As a Site Reliability Engineer, you will work with our product development teams to increase the scalability, reliability, and performance of our systems. You’ll build and extend existing automation for configuration and monitoring of our AWS hosted applications. You’ll evaluate new AWS services and tools to determine if they could be utilized in our environments. You’ll bring a focus to platform health and monitoring to allow us to deliver the best possible experience for our customers.

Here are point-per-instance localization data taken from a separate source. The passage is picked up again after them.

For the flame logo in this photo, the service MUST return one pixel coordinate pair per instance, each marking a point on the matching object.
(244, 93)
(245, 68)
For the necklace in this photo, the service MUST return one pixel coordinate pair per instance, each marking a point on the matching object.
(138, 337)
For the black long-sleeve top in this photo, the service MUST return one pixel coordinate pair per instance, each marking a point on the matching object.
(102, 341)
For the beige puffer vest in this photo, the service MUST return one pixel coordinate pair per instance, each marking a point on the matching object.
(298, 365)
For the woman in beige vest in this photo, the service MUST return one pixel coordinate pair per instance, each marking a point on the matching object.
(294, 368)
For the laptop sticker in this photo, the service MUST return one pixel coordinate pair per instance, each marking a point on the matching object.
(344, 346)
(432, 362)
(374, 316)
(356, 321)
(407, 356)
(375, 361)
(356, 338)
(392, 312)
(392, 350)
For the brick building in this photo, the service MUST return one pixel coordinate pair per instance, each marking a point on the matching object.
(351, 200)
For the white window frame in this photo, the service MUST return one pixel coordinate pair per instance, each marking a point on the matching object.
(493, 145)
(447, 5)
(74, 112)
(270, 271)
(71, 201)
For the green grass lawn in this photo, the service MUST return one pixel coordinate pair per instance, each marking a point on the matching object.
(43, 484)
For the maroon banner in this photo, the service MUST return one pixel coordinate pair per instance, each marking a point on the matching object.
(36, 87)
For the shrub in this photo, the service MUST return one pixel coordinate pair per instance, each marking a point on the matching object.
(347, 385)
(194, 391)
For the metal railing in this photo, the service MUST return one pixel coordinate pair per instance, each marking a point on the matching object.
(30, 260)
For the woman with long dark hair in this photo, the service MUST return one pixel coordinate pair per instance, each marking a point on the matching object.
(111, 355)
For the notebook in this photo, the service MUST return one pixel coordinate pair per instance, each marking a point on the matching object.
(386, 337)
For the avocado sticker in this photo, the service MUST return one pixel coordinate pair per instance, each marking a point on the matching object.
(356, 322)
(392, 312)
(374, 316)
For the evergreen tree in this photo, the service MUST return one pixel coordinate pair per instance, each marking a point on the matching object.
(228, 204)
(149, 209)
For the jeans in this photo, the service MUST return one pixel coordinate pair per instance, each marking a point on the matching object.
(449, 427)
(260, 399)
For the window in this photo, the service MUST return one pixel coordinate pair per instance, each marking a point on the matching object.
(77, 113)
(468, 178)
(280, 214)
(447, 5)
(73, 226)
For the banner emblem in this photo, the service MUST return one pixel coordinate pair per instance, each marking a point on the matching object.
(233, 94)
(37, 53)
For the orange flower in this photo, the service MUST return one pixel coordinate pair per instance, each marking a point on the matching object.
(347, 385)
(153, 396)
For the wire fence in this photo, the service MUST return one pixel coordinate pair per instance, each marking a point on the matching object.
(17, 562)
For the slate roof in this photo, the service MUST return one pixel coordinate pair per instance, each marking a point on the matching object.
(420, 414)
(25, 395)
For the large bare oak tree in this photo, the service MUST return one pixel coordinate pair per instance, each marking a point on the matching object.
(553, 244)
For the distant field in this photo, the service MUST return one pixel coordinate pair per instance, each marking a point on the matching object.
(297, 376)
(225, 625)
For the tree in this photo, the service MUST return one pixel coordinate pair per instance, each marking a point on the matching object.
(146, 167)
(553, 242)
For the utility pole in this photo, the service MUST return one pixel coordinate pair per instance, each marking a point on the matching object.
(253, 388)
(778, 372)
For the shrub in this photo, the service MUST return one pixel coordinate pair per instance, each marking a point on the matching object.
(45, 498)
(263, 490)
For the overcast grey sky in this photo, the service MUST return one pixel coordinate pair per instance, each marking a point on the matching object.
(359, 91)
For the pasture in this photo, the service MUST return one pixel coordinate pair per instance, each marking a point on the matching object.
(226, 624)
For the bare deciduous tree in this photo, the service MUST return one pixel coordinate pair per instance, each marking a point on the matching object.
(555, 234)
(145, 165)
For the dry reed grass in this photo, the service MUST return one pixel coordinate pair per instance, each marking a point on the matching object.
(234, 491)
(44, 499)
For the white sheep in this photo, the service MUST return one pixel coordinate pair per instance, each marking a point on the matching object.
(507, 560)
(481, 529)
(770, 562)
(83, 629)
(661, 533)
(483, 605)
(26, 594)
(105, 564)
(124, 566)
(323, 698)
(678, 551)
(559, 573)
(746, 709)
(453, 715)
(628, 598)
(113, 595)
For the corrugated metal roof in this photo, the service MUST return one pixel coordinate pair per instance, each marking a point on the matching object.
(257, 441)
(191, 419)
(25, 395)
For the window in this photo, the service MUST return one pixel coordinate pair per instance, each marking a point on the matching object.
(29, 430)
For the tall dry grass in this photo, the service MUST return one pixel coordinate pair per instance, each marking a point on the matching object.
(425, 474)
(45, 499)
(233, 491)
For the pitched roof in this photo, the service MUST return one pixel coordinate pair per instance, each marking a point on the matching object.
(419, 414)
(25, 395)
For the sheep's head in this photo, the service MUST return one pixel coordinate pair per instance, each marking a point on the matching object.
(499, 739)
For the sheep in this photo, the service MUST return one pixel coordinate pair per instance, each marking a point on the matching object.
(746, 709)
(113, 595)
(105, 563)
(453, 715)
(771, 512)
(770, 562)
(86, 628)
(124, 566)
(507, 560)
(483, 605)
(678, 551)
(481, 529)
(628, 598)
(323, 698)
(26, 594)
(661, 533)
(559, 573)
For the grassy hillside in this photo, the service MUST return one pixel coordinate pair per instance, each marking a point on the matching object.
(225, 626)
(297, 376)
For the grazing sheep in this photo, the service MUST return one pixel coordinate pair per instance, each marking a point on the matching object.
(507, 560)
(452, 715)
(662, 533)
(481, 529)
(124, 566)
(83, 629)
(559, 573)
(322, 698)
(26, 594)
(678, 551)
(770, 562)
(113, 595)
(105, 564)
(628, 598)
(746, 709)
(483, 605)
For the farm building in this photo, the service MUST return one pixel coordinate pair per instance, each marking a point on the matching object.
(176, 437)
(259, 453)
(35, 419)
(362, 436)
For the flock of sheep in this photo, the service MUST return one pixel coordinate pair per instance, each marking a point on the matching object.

Apply Online: https://qgenda.applytojob.com/apply/7W5gJYZ2Nq/Site-Reliability-Engineer

*Site Reliability Engineer Key Responsibilities: *

Assist in Development Operations
Partner with software engineering teams to make sure scalability/reliability is designed and implemented in new features and products
Promote fundamentals of site reliability across the Product Development department and the organization as a whole
Work closely with development and operations teams to build highly available, cost effective systems Build and Maintain Infrastructure
Write automation code for provisioning and operating infrastructure
Oversee infrastructure for customer facing applications hosted in AWS within production and pre-production environments including their provisioning
Maintain an understanding of new cloud computing capabilities on Amazon Web Services and look for opportunities to utilize those capabilities for our products
Ensure Application Uptime and Performance
Use extensive metrics to identify issues before they impact our customers
Establish end-to-end monitoring and alerting on all critical aspects of the system to ensure SLAs and get proactive notifications of possible issues for all systems
Design platforms for extremely high uptime metrics and ensure that our production SLAs are measured, monitored and maintained
Identify underlying root causes and provide recommendations or solutions for long term permanent fixes to critical production issues
Participate in service capacity planning and demand forecasting, software performance analysis and system tuning
Assure High Security Across the Application and Organization
Troubleshoot problems across the entire cloud-based stack: network, databases, and application – and build automation to prevent problem recurrence
Develop effective documentation, tooling, and alerts to both identify and address reliability risks Participate in on‐call rotation with other team members on the Development Team

Site Reliability Engineer Knowledge, Skills and Abilities:

Advanced proficiency with at least one scripting or programming language, preferably Ruby or Python
Solid Linux administration experience, experience with Windows and Active Directory is a plus
Strong experience supporting applications running Ruby, Python or PHP
Experience with Nginx, Apache, Docker or similar technologies
Hands‐on experience building infrastructure and supporting applications in AWS using services such as Lambda, EC2, ECS, S3, SNS, SQS, RDS, Redshift, and Elasticache
Strong understanding of networking and DNS
Familiarity with configuration management and infrastructure as code (IaC) tools such as Ansible, Terraform or Cloudformation
Availability for off-hours deployment and upgrades of production systems during release and maintenance windows
Firm understanding and experience with Agile and Scrum SDLC processes
Using distributed version control system experience (Git preferred) to check‐in code, branching, merging, pull request, code review, etc.
Knowledge of CI/CD best practices and tools such as AWS CodeBuild, Jenkins and TeamCity
Experience designing and delivering secure, high performance and highly‐available cloud services
Experience working with stakeholders to define and track SLIs, SLOs and SLAs using metrics and monitoring to ensure the objectives are met or exceeded

Education / Professional Certifications or Licenses Required:

Bachelor's degree (B.S. preferred) from a major university in a related field

Qgenda Compensation & Perks:

Competitive Salary
Bonus Eligible
401k Employer Match

QGenda Benefits & Culture:

Full Health and Dental (QGenda pays 100% of the individual premiums)
Employee-centric work culture
3 "Flex Hours" per week
Relaxed vacation policy
Company outings
Costco membership
Casual dress
Opportunity to be part of a fast growing software company with hundreds of customers and thousands of users around the world.